Because King is so commonly idealized, many forget his humanity.

”I wanted to take him off a pedestal, and to make him through the eyes of his friends,” Ellis said. “And then, when he’s assassinated, you mourn his loss in ways that I think we had forgotten.  What I really want to happen, is after that, that we will all become, instead of sad, we will be energized.  We will say, ‘Well, this was a real man, this wasn’t a saint, and look at what all he did with almost no resources at the end of the movement,’ especially when he turned them against the Vietnam War.  So we, with social media, and all the skills and all of the tools in our disposal, have no excuse but to fight.”

There are many lessons that today’s activist movements can learn from King and the Civil Rights Movement of the 1950s and ‘60s.

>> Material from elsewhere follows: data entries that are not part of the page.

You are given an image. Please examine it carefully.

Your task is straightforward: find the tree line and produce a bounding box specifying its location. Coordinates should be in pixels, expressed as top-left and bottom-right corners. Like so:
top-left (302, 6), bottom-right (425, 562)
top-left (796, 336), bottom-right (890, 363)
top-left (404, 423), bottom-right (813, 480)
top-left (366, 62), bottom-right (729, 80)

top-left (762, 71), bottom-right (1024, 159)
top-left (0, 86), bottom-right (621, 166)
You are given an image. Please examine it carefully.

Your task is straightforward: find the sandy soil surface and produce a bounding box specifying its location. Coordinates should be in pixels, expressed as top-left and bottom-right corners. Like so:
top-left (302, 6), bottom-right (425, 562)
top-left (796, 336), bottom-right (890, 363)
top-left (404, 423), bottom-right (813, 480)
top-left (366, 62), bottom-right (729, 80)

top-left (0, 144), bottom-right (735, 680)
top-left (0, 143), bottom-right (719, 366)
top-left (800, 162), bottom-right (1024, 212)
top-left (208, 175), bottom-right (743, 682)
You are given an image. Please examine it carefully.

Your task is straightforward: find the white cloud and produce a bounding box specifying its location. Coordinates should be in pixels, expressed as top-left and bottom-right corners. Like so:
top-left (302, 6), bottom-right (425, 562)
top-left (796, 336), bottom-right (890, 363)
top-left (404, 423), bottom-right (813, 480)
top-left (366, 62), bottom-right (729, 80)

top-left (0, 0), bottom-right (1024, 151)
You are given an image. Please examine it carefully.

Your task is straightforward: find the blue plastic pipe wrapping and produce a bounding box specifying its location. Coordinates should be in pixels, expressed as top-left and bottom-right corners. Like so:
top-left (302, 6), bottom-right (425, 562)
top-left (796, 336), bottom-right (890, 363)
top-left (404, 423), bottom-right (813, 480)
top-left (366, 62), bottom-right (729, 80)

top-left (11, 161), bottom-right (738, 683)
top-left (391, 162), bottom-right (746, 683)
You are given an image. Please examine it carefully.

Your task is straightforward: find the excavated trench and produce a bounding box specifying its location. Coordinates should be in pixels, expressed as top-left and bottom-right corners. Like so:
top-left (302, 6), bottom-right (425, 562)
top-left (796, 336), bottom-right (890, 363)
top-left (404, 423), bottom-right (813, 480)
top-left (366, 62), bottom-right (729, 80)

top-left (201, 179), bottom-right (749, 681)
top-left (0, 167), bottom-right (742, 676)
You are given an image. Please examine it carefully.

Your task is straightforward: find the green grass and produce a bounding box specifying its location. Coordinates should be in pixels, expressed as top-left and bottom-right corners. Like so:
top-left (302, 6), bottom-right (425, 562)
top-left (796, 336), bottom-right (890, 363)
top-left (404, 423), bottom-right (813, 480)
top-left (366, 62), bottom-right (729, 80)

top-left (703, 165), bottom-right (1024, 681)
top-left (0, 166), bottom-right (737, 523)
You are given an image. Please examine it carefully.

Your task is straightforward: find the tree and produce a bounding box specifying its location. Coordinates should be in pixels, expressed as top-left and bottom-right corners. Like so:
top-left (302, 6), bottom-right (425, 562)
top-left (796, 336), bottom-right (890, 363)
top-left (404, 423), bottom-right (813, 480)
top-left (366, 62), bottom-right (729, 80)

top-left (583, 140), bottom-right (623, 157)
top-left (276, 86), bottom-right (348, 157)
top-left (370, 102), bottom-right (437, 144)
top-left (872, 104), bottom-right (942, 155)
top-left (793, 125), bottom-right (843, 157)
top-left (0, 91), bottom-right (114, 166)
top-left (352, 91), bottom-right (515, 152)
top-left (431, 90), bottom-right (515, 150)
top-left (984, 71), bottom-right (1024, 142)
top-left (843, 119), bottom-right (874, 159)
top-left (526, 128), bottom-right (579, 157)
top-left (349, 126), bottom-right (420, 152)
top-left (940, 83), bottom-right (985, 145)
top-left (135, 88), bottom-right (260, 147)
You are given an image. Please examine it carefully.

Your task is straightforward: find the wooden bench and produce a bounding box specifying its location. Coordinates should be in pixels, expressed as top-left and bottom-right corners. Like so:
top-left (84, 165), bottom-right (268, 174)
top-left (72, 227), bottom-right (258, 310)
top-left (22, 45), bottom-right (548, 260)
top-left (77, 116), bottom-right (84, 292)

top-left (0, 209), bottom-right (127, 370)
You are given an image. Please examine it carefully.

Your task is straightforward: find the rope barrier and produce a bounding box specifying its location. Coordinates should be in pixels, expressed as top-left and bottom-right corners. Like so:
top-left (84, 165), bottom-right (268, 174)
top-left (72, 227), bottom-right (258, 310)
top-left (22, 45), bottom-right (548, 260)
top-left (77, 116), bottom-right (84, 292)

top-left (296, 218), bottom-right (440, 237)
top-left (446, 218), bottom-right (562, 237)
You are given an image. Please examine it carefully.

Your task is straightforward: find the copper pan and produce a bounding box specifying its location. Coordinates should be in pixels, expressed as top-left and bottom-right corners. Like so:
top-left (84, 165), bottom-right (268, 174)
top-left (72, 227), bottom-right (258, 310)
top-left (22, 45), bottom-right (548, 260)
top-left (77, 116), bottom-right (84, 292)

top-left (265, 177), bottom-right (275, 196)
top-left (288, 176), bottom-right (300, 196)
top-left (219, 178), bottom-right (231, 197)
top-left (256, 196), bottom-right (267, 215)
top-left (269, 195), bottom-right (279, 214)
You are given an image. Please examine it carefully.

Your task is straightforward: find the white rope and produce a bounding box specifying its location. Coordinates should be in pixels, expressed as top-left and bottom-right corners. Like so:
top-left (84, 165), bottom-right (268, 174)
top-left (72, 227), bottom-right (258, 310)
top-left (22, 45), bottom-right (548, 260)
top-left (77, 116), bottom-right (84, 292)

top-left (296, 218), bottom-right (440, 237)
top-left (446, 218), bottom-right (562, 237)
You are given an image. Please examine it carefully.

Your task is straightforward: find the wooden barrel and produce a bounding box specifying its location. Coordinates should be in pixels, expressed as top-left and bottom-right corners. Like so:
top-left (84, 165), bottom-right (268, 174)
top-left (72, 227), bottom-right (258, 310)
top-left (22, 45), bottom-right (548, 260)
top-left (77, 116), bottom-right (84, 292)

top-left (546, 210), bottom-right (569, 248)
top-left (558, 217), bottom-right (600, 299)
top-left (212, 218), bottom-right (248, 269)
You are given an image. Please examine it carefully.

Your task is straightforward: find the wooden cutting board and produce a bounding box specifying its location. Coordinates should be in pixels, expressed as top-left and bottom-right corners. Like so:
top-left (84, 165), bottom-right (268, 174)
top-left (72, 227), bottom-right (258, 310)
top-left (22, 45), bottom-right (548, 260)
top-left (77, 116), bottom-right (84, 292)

“You see that it’s easy to fall into cynicism,” Ellis said. “But he stayed hopeful, and he kept his head down, and kept doing the same, hard work of non-violent organizing.  Even when the media turned against him, and his friends turned against him, and his enemies were stronger than ever.  So, we see that that sense of massive public action, and appealing to our better angels really had this amazing transformative effect that won the civil rights victories that inspired the women’s movement, that inspired the gay and lesbian and now the transgender movement, that inspired Chicano and the Native American movement, and we just saw, very recently, inspiring young people to protest relaxed gun laws.”

The many activist movements so prevalent today, however, are not as interested in having a single ionic leader like King.

“You can’t wait for a leader to come and save you,” Ellis said. “You have to make your own change, and you have to be that change.  Hopefully that message comes through, that Dr. King wasn’t a perfect man, that he just worked super hard.  And if we all keep moving forward in our own separate ways, and together, we can make some change.  And that’s a big, powerful, that’s more powerful than… I want to empower people by watching this film, as opposed to a false sort of hope to wait for someone else to come and solve their problems.”